If you’re not in the loop, Dispatch is an upcoming visual novel where your choices define story progression. Very similar to titles in the genre popularized by Telltale games, this title is the debut project of indie studio AdHoc and was developed by some of the writers and directors of Tales from the Borderlands and The Wolf Among Us. It tells the story of a washed-up superhero who now works as a dispatcher at an agency hoping to rehabilitate super villains, creating a kind of comic-booky workplace comedy set in an alternate Los Angeles. The game’s star-studded cast contains Aaron Paul from Breaking Bad, Matthew Mercer of Critical Role fame, and even YouTubers such as Jackscepticeye, alongside a host of other incredible talents, which can make reading the game’s credits a bit intimidating.
That on its own might be enough to get you interested in Dispatch. Heck, it was enough to get me excited. However, actually getting into the game’s free demo (which you can play right now yourself) came with an added surprise; I did not, nor could I have possibly expected, just how good the animation in Dispatch would be.
To some, that sounds like kind of a no-brainer statement. Tales from the Borderlands and The Wolf Among Us both had great animation for a visual novel game, especially when they each came out. There’s that big caveat, though: great animation for a game. Dispatch doesn’t just have great animation for a game; it has incredible animation that could easily rival anything streaming or airing on that archaic video box we call television.
The smoothness of the animation in Dispatch left me gawking as I analyzed every subtle expression on the characters’ faces. As someone with pretty severe ADHD, I hardly have the patience to finish even my favorite games, so it should say something that I went back multiple times in Dispatch‘s demo to catch all the tiny details my eyes missed the first time around, alongside all the different outcomes of my character’s choices.
It isn’t just that Dispatch has incredible animation, but that the developers have managed to take the game’s animation and seamlessly introduce player choice to it. At every juncture at which players have the option to make a decision, the animation doesn’t simply slow down to a grinding halt and have the characters in a scene stare at each other as the player waits to make their choice. Instead, these decisions are seamlessly baked into the animation so that you are selecting an option that decides the next scene before that scene is even played. If the player fails to make a choice, one of the options is picked for them and that scene is then played.

It might not sound all that impressive just from reading, but in the game itself, it can be almost stunning how seamlessly the game ties together different scenes based on your choices, especially when it does so without cutting the camera. I can name at least one instance in the demo where Aaron Paul’s character can be made to do two completely different actions without the camera ever cutting from a close-up of his face. All of this comes together to create what feels less like a game and more like you’re watching a show that somehow, impossibly, responds to your choices.

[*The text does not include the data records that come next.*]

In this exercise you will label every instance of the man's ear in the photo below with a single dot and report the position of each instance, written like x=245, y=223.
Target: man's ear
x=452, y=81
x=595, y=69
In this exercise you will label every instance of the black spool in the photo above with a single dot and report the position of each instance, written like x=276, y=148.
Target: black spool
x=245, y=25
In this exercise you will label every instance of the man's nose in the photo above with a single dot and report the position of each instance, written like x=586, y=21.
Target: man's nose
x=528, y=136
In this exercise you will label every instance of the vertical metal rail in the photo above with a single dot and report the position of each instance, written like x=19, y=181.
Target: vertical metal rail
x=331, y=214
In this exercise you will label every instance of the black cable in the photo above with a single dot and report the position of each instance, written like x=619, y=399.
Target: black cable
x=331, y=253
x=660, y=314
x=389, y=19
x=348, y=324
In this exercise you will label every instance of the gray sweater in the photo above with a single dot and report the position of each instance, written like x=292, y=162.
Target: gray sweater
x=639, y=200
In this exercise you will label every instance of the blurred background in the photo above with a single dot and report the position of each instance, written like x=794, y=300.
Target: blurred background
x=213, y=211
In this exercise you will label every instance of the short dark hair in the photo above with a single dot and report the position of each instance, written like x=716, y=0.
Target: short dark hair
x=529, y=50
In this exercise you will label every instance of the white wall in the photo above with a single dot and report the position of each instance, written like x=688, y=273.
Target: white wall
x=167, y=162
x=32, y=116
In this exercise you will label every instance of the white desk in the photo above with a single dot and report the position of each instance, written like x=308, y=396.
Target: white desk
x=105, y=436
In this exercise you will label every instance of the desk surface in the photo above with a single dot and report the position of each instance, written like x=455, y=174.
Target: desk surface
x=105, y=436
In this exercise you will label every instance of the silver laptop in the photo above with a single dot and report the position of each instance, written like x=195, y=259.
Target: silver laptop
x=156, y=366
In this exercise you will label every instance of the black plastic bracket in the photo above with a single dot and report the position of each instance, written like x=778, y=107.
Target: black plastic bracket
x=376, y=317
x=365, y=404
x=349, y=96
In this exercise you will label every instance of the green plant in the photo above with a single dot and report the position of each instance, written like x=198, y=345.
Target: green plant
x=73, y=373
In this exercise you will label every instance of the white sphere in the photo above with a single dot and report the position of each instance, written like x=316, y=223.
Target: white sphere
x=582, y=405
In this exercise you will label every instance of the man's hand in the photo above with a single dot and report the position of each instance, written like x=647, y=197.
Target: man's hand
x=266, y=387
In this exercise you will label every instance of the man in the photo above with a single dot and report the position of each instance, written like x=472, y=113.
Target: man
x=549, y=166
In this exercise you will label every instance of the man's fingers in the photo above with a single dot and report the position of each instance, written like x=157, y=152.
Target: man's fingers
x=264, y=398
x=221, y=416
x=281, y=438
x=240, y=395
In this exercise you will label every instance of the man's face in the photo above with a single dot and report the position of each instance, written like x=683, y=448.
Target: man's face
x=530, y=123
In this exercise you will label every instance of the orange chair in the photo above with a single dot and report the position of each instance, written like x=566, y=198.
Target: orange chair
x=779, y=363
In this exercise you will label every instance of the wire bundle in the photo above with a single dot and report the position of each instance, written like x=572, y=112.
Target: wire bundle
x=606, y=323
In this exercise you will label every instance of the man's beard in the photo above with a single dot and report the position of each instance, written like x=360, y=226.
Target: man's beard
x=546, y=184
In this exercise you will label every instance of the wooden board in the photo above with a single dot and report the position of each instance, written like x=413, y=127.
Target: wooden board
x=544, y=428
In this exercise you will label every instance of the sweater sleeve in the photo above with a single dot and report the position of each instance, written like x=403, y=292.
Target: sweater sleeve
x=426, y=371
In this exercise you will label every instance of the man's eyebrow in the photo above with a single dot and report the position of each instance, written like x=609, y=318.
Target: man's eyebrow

While Dispatch‘s cutscenes feel like they were created with an animation budget, these scenes, of course, don’t make up the entire game. Much of the gameplay is played with the perspective of a computer screen, as you, as the title suggests, dispatch heroes to different crime scenes. Decidedly under animated, I can only hope that these scenes don’t make up too much of the actual screen time in Dispatch, and that the strengths the game shows off in its free demo — incredible, seamless animation that redefines the choices-matter visual novel genre — aren’t just a minute aspect highlighted by the demo.